Claude Achieves Long-Term Memory: Developer Solution Arrives Before Official Release
In January 2026, news that Anthropic would introduce a permanent memory feature for its AI model, Claude, generated significant buzz. However, before the official feature went live, developers had already achieved an “inheritable long-term memory” for Claude through a technical innovation called “Smart Forking”.
“Smart Forking”: A RAG-Based Memory Implementation
Smart Forking doesn’t modify the model itself but works by attaching an external “memory system”. Its core technology is Retrieval-Augmented Generation (RAG), with the specific process as follows:
- Build Vector Database: The system automatically consolidates the entire chat history between the user and Claude Code, creating a continuously updated RAG vector database.
- Request Matching: When a user makes a new request via the
/fork-detect command, the system processes the request into an embedding and performs a similarity match within the vector database.
- Context Inheritance: The system returns the 5 historical conversations most relevant to the current request, ranked by relevance score. After the user selects the most suitable conversation, a
fork command is generated, seamlessly inheriting the full context of that conversation in a new terminal to continue development work.
This method effectively solves the core pain point of large language models losing context in multi-turn conversations, enabling efficient “episodic memory” retrieval.
Two Paths to Memory: The Developer vs. The Official Approach
The implementation of Smart Forking differs significantly from Anthropic’s envisioned “knowledge base”, representing two different approaches to memory organization:

- Smart Forking (Bottom-up): It does not rely on preset rules.
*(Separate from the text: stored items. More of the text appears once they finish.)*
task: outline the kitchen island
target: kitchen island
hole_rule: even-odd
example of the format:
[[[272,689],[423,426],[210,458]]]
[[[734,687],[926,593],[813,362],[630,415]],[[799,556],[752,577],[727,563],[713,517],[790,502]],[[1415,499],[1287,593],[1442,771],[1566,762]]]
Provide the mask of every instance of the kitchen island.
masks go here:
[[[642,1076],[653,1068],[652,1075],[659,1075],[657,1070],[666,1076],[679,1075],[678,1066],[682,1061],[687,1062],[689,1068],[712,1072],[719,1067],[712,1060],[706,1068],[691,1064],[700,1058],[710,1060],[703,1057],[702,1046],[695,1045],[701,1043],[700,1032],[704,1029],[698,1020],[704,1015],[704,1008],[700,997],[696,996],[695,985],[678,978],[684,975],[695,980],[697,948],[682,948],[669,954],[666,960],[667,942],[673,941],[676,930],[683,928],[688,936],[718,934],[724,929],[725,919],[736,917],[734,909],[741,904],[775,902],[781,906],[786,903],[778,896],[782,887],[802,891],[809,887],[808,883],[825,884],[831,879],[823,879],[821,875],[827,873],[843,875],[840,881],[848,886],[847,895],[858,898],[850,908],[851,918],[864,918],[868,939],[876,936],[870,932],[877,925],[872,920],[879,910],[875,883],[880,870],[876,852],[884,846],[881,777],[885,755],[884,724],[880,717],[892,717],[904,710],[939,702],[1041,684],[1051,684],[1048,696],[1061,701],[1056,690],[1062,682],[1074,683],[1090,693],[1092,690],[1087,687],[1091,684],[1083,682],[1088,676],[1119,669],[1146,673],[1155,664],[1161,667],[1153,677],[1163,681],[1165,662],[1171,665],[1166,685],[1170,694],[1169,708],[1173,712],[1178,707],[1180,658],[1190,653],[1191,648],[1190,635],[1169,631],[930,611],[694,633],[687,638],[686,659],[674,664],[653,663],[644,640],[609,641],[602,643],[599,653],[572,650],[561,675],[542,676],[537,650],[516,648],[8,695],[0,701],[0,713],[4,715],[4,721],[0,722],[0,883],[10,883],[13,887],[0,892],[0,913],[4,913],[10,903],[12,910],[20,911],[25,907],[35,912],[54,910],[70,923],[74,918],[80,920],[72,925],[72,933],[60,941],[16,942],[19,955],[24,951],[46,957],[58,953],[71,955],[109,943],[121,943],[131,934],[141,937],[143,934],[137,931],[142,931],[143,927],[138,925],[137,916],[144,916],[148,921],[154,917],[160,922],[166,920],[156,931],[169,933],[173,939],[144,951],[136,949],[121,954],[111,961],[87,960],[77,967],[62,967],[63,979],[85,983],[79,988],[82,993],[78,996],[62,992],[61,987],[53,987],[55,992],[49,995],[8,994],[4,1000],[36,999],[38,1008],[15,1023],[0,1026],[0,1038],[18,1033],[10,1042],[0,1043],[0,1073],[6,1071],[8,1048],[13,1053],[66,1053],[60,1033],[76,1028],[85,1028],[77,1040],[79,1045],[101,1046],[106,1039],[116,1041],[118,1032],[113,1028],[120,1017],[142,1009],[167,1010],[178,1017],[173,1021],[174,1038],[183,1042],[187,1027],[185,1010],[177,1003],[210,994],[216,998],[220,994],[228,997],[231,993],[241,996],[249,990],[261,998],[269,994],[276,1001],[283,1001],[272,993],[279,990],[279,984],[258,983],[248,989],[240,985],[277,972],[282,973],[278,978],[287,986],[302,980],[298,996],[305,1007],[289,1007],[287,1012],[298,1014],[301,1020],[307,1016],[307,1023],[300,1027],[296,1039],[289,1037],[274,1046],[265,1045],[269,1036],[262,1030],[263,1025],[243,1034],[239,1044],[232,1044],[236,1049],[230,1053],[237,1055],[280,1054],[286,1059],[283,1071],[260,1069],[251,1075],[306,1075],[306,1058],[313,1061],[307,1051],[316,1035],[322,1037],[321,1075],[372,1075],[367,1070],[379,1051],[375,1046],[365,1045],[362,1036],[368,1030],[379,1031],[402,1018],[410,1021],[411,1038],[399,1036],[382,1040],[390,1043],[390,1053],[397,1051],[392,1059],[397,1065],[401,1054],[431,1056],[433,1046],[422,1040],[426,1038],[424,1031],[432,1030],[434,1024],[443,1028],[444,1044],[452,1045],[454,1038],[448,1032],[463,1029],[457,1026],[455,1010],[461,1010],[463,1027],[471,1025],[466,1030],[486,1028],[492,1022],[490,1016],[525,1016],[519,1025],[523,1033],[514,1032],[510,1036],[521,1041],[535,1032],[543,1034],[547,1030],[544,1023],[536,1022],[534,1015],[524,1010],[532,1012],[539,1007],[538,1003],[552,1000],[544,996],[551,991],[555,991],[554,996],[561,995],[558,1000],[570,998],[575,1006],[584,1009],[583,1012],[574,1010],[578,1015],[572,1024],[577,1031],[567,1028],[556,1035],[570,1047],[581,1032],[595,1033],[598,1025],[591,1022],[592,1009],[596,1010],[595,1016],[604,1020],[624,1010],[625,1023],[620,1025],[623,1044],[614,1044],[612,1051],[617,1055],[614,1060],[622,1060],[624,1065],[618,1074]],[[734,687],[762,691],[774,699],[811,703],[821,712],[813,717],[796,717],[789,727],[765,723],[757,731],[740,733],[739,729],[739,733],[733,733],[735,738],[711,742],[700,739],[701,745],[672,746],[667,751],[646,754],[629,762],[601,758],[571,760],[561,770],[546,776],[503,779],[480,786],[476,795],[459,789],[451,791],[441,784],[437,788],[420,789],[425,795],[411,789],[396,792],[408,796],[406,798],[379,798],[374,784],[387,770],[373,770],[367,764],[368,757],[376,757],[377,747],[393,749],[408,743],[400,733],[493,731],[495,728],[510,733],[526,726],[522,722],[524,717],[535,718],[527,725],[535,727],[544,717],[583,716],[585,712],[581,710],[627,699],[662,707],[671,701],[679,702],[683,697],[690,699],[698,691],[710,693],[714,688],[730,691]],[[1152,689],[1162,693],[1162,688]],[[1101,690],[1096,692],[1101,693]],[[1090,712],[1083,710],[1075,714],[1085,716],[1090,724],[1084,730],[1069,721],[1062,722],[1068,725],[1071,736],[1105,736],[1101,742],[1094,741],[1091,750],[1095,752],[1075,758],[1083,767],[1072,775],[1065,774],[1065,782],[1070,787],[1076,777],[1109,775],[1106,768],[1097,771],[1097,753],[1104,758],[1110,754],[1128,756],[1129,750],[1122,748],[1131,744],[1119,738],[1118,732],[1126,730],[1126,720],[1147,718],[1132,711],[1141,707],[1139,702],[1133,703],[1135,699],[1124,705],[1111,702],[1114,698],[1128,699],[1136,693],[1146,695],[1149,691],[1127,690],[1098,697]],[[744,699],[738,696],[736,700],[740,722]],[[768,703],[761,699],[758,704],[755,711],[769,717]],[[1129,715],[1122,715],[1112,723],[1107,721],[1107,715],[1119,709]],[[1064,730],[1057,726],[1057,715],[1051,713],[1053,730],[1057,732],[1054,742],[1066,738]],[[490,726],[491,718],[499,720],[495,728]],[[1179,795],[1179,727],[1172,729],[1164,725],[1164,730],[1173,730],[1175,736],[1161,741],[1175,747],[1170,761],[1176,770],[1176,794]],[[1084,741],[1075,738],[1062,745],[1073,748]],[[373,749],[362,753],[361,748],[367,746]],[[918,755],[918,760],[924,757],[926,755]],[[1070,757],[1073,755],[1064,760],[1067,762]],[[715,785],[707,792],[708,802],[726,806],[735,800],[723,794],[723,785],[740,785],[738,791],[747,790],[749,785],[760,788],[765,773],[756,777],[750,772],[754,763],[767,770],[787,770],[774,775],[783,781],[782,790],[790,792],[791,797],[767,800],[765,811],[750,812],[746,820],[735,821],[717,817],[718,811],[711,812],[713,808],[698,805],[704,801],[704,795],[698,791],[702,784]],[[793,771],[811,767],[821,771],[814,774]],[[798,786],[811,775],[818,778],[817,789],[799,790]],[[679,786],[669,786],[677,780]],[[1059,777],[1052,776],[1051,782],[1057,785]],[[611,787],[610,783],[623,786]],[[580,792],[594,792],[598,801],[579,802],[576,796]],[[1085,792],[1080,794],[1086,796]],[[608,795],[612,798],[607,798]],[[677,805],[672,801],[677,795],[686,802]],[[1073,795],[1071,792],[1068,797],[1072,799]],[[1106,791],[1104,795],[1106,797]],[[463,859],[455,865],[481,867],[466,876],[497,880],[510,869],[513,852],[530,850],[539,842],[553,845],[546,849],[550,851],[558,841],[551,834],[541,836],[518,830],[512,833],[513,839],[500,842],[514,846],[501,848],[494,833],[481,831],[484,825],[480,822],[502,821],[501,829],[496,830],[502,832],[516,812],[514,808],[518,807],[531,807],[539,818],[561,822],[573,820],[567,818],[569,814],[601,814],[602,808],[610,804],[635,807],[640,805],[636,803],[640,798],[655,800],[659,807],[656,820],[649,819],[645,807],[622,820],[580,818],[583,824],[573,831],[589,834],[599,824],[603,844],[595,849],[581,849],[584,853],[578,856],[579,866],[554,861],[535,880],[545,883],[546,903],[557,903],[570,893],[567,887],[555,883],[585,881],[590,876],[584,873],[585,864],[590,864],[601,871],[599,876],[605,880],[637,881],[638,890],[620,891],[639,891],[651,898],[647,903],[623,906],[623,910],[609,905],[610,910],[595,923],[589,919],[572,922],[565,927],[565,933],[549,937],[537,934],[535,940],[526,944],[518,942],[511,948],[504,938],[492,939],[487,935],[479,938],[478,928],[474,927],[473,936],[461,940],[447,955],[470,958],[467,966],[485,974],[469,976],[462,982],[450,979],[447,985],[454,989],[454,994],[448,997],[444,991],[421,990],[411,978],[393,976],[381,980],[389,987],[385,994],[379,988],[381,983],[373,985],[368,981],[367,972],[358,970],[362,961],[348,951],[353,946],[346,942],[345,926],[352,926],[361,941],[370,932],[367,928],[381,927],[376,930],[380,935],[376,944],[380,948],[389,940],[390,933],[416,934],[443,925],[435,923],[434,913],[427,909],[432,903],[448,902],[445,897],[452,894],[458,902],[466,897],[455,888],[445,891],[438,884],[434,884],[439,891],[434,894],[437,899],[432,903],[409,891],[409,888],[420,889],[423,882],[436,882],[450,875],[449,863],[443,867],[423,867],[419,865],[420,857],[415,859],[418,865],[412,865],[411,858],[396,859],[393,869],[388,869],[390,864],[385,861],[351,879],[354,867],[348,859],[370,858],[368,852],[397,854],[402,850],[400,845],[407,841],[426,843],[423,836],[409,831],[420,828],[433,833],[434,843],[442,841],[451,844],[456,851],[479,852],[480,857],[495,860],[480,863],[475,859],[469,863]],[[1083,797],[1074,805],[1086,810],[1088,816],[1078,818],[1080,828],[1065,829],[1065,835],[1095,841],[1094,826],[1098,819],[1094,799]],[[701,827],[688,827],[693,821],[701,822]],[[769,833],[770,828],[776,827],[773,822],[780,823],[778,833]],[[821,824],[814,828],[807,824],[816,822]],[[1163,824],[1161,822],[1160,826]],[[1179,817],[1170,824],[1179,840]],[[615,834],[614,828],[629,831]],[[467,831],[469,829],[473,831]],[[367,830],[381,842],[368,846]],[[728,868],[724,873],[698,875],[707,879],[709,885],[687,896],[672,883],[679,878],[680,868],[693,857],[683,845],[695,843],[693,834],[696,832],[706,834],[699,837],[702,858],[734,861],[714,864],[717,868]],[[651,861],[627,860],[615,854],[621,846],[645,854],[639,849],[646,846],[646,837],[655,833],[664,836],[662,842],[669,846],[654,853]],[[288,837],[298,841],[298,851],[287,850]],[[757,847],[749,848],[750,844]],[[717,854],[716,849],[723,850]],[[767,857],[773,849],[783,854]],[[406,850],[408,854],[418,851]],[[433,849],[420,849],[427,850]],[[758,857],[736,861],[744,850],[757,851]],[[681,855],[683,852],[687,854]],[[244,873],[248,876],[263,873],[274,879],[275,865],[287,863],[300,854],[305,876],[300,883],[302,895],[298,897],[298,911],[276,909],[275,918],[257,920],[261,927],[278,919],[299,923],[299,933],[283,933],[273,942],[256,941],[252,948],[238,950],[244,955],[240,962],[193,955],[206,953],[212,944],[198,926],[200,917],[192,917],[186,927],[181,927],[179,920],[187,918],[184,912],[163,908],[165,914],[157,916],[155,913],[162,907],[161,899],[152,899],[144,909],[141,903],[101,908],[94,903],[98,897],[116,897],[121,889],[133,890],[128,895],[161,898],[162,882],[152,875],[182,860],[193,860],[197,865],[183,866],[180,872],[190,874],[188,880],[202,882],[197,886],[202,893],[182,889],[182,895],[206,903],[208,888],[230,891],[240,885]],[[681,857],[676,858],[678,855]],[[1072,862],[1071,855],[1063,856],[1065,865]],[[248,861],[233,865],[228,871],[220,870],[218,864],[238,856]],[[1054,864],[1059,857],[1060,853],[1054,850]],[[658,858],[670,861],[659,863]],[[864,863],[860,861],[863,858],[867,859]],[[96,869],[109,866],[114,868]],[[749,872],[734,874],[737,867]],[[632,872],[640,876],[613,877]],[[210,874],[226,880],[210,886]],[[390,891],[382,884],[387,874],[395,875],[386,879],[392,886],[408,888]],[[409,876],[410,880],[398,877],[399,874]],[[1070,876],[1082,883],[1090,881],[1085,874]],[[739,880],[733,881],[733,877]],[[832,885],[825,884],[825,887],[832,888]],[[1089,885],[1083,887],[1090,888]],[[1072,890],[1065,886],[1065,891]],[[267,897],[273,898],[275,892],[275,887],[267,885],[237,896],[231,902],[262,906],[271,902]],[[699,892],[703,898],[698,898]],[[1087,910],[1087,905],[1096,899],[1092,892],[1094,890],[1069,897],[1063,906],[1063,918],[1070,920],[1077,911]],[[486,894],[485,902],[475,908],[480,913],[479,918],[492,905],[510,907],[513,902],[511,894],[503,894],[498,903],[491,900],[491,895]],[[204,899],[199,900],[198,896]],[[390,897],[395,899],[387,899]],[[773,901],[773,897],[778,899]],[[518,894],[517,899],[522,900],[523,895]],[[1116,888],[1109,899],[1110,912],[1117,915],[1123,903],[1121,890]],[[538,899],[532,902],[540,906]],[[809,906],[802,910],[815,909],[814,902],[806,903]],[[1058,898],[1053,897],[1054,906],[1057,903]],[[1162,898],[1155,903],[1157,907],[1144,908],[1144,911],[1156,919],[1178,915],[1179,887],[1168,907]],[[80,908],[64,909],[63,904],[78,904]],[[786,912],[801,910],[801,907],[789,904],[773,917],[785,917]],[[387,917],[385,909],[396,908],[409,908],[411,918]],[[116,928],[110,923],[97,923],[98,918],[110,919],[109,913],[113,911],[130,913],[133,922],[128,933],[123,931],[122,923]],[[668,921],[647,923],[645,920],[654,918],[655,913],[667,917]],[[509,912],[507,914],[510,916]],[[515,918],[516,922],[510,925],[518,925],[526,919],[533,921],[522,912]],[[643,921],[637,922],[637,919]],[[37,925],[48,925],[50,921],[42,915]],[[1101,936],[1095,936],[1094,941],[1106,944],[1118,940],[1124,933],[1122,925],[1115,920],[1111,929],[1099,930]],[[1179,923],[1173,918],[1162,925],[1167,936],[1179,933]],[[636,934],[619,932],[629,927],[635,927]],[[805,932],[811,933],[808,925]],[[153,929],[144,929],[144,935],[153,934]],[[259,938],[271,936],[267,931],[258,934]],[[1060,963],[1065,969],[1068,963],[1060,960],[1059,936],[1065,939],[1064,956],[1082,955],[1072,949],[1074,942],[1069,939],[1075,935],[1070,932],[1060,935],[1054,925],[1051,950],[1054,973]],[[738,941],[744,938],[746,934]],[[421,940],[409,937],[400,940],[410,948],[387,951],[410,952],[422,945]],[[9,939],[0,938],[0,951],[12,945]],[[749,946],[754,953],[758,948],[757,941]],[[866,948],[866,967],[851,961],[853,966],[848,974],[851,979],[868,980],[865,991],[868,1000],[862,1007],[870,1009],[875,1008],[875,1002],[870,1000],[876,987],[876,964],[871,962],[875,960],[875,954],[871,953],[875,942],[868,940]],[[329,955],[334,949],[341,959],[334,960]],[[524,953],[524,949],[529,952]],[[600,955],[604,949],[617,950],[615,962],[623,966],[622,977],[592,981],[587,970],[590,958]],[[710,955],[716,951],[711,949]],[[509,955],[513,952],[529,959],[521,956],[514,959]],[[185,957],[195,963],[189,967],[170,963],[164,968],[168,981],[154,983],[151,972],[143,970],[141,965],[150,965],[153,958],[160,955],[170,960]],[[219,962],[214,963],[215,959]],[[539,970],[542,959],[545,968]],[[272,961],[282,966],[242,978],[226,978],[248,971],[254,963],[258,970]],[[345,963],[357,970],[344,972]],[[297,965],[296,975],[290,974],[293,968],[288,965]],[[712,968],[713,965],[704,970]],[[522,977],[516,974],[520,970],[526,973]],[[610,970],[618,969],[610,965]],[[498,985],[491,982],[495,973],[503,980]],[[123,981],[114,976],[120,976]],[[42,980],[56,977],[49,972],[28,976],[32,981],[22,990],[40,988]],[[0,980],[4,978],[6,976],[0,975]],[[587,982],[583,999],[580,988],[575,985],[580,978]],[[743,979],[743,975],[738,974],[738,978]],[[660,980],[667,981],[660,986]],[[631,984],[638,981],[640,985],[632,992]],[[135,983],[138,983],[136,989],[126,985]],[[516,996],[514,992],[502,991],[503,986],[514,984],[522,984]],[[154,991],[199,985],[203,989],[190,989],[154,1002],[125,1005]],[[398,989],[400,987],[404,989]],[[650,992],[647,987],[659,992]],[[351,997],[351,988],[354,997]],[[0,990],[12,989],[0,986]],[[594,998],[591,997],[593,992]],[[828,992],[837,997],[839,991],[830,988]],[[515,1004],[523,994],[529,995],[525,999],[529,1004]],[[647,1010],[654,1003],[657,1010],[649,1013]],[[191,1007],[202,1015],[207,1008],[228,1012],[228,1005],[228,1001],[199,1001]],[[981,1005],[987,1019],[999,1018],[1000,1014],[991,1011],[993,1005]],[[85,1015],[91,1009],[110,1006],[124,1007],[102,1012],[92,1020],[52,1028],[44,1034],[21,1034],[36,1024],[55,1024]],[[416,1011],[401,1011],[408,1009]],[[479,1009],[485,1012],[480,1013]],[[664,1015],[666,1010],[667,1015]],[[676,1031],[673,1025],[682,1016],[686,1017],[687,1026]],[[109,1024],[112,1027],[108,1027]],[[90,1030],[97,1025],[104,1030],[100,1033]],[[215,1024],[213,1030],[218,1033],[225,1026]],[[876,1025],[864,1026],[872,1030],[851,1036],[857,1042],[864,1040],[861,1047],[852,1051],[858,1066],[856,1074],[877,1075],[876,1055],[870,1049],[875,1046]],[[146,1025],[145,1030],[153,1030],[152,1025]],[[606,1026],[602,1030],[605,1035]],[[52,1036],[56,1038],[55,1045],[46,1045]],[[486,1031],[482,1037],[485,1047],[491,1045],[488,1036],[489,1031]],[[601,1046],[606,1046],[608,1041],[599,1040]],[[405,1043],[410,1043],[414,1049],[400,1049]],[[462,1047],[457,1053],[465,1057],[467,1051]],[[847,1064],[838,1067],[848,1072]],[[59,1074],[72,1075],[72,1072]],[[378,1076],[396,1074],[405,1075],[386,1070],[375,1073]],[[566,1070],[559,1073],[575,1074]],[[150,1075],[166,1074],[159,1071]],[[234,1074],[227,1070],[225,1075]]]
Instead, it dynamically extracts the most relevant “working memory” directly from the user’s real, unstructured conversation history, more closely resembling the human model of episodic memory.
- Anthropic’s Official Approach (Top-down): According to leaks, the official solution leans towards building a structured knowledge base where users can categorize and store information in different “memory notebooks”. This approach is more like creating a stable, reusable “structured long-term memory” for the AI.
These two paths are not mutually exclusive and could even merge in the future, handling different types of memory needs to collectively form the core capabilities of next-generation AI.
The Productivity Revolution Sparked by Claude Code
Behind this technical exploration is the global AI application trend sparked by Claude Code in early 2026. From professional developers to ordinary users, many have reported exponential increases in their work efficiency. Malte Ubl, CTO of the cloud computing giant Vercel, stated that with AI’s help, he completed a complex project in one week that would have originally taken a year. Simultaneously, users with no programming background have started building applications using Claude Code. For example, Ben Guerin from the UK launched a data query website, ismypubfucked.com, within 6 hours without writing a single line of code. This phenomenon has led some companies, like Awaken Tax, to pause their hiring plans for software engineers, reflecting AI’s profound impact on traditional workflows.